Analyzing log files is generally a tedious task, especially when you are hunting for anomalies without an initial lead or indication of evil. Trying to remove all the legitimate entries while leaving the malicious entries requires not only knowledge of common attacker techniques and understanding patterns but a flexible tool. In this post, we’re going to cover analysis of Apache Tomcat access logs and Catalina logs using a text editor called “Sublime Text 3” (
The Scenario
To make things semi-realistic, i’ve deployed Apache Tomcat on top of Windows Server 2012 with ports 80,443 and 8080 exposed. For now, we’re not going to deploy any apps such as WordPress, Drupal or Jenkins. In our scenario, the customer (who owns this Tomcat server) has tasked our team with analyzing both the Apache and Catalina logs to help identify some suspicious activity.

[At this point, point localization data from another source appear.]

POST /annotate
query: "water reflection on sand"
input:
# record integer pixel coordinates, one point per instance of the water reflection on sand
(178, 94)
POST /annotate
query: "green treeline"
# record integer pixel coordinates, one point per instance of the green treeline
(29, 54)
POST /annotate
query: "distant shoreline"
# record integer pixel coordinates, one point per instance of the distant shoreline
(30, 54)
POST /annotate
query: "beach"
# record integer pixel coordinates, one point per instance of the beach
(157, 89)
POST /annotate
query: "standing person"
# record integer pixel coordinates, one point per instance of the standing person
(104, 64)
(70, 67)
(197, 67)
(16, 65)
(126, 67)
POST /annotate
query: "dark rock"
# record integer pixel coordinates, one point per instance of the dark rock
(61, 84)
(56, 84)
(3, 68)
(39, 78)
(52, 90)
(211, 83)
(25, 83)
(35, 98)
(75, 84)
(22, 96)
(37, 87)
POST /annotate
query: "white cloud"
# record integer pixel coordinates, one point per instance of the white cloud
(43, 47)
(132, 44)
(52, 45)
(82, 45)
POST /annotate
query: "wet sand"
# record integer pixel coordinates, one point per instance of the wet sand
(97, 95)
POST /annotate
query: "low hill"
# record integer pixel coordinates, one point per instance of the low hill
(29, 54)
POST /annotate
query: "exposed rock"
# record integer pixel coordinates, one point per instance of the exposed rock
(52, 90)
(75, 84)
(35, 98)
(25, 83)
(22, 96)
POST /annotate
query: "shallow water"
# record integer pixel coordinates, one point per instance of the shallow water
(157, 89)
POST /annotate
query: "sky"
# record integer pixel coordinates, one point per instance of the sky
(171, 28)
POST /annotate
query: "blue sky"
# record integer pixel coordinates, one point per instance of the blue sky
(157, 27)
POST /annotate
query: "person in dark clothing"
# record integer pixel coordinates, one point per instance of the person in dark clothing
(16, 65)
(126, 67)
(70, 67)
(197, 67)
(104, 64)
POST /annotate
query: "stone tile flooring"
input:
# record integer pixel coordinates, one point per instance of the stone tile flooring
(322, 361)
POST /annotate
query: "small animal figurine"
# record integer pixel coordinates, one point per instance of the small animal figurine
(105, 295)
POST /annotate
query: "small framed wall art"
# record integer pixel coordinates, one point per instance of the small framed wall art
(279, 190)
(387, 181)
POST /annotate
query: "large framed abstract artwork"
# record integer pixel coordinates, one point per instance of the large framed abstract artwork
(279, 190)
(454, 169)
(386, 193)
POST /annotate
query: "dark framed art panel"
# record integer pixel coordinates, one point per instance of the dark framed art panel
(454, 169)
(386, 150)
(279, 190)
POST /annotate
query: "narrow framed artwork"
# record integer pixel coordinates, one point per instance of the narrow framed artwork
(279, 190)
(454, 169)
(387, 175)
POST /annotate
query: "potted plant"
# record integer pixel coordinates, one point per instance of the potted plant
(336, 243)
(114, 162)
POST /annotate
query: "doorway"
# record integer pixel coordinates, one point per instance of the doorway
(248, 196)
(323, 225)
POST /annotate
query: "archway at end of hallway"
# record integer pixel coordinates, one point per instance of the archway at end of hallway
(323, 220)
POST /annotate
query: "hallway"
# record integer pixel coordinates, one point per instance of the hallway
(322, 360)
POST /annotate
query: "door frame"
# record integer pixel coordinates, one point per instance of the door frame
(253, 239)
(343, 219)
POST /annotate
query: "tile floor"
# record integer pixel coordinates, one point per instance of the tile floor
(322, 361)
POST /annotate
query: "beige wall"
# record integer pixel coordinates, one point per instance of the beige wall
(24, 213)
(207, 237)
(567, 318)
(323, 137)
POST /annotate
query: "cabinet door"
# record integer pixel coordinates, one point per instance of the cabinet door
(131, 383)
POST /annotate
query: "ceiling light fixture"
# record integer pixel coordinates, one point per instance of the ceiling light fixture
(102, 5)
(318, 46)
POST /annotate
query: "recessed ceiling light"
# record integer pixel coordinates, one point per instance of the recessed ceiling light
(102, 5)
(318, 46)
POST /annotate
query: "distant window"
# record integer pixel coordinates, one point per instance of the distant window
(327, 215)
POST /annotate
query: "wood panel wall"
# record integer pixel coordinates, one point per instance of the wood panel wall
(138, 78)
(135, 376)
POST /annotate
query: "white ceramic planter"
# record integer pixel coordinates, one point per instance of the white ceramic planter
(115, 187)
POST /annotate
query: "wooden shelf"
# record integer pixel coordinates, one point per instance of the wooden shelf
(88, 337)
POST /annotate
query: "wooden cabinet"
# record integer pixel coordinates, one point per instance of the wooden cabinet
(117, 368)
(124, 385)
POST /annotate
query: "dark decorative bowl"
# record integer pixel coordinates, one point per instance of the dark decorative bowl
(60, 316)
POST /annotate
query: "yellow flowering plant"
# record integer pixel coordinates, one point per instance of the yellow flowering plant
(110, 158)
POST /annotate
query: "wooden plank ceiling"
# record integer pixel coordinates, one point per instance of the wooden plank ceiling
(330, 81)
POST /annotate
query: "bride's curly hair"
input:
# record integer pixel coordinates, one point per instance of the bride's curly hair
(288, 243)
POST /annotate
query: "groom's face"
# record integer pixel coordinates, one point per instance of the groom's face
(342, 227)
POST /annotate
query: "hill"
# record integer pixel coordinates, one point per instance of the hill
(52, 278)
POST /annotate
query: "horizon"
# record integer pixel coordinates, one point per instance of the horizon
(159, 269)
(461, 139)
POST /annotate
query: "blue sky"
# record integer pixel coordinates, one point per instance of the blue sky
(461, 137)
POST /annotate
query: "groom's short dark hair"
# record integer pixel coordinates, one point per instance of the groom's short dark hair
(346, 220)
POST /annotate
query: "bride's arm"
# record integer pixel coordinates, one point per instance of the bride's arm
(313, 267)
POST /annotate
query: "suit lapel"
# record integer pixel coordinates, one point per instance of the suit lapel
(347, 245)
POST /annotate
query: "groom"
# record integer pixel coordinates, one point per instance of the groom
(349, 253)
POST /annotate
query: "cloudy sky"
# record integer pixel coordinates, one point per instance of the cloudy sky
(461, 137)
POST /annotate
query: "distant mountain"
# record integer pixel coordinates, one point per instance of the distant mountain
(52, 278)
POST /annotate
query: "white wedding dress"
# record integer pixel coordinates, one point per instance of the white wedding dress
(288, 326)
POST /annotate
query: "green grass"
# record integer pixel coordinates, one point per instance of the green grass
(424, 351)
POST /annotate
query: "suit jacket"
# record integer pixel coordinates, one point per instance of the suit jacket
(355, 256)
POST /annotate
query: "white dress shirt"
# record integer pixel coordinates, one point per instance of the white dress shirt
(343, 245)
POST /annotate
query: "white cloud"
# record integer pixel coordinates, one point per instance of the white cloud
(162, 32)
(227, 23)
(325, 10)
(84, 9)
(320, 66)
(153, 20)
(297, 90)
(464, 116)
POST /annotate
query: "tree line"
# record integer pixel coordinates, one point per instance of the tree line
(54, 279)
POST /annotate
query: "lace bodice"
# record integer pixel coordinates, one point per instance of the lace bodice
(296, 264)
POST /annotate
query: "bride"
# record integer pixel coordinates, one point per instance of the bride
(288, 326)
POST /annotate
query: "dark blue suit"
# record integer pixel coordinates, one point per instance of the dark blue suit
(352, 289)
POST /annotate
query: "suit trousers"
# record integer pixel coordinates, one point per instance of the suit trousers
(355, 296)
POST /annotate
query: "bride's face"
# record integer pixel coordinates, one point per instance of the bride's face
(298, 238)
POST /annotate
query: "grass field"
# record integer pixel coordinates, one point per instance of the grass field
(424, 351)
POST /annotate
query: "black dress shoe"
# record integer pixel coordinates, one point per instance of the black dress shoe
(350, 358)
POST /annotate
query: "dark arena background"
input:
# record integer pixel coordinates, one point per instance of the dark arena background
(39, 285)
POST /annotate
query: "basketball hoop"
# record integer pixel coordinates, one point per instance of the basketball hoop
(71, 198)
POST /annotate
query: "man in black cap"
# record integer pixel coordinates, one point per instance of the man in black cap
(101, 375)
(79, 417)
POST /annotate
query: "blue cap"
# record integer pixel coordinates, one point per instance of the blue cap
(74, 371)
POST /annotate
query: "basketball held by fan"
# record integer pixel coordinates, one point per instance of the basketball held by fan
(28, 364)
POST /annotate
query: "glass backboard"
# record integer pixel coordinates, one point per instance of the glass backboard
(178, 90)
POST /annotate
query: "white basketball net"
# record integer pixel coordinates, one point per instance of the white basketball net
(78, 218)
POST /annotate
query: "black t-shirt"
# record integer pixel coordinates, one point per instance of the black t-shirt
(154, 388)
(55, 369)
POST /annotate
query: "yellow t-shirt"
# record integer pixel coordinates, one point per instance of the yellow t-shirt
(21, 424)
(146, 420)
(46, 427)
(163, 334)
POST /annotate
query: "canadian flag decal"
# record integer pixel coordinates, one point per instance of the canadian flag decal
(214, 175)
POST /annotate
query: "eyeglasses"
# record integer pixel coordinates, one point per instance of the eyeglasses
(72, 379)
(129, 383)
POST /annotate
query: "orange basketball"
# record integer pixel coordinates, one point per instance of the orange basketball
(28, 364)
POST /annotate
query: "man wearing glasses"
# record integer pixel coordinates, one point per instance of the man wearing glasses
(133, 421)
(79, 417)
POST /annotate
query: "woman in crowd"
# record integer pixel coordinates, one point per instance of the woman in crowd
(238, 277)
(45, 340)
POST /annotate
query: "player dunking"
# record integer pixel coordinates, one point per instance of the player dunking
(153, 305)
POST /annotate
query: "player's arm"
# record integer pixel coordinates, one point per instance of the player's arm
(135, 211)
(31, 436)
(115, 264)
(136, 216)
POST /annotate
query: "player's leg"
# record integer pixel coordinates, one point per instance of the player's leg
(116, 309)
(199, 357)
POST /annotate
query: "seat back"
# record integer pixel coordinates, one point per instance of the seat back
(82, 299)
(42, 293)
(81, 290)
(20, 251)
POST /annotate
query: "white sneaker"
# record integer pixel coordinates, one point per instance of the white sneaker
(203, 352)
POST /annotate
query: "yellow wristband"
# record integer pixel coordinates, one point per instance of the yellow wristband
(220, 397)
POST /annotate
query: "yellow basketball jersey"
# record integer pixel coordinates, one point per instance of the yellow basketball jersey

In many real world cases, web applications are usually in a DMZ on their own, behind a load balancer, inside a docker container or directly connected to the internet with very little protections such as a Web Application Firewall (WAF). Many applications are not kept up-to-date, resulting in web application compromises  and often leading to web shells.

Sublime Text
Sublime Text is a cross platform text editor that exposes a Python API and supports a variety of programming languages’, formatting and highlighting. Sublime also supports third-party plugins; there is a significant plugin community and plugins are relatively easy for users to write.. While sublime has many features, the main features we will cover are mass cursor, mass highlighting and invert selection with respect to log file analysis. We will use these features to carve out malicious entries and form a timeline of events to better understand the scope of the incident. We can also use sublime to help format the raw log into other formats like CSV.

Digging into log analysis
After installing sublime, we need to acquire copies of the log files from our target system. For our example, the Apache logs are located at “C:\xampp\apache\logs” and we will be analyzing the access.log. The Tomcat logs are located at “C:\xampp\tomcat\logs”. The image below outlines the common logs in this directory:

We will get started with copying all the access.log files from the target system by archiving them into a zip file and extracting to our system. Depending on the size of the log files, we can do some pre-processing to limit our scope, such as grepping for a specific date/time of known activity or keyword/phrase in the log files and write any matches to a new file. After the new file is created, we can use sublime to carve out more with some precision. To begin, lets load the access.log into Sublime text.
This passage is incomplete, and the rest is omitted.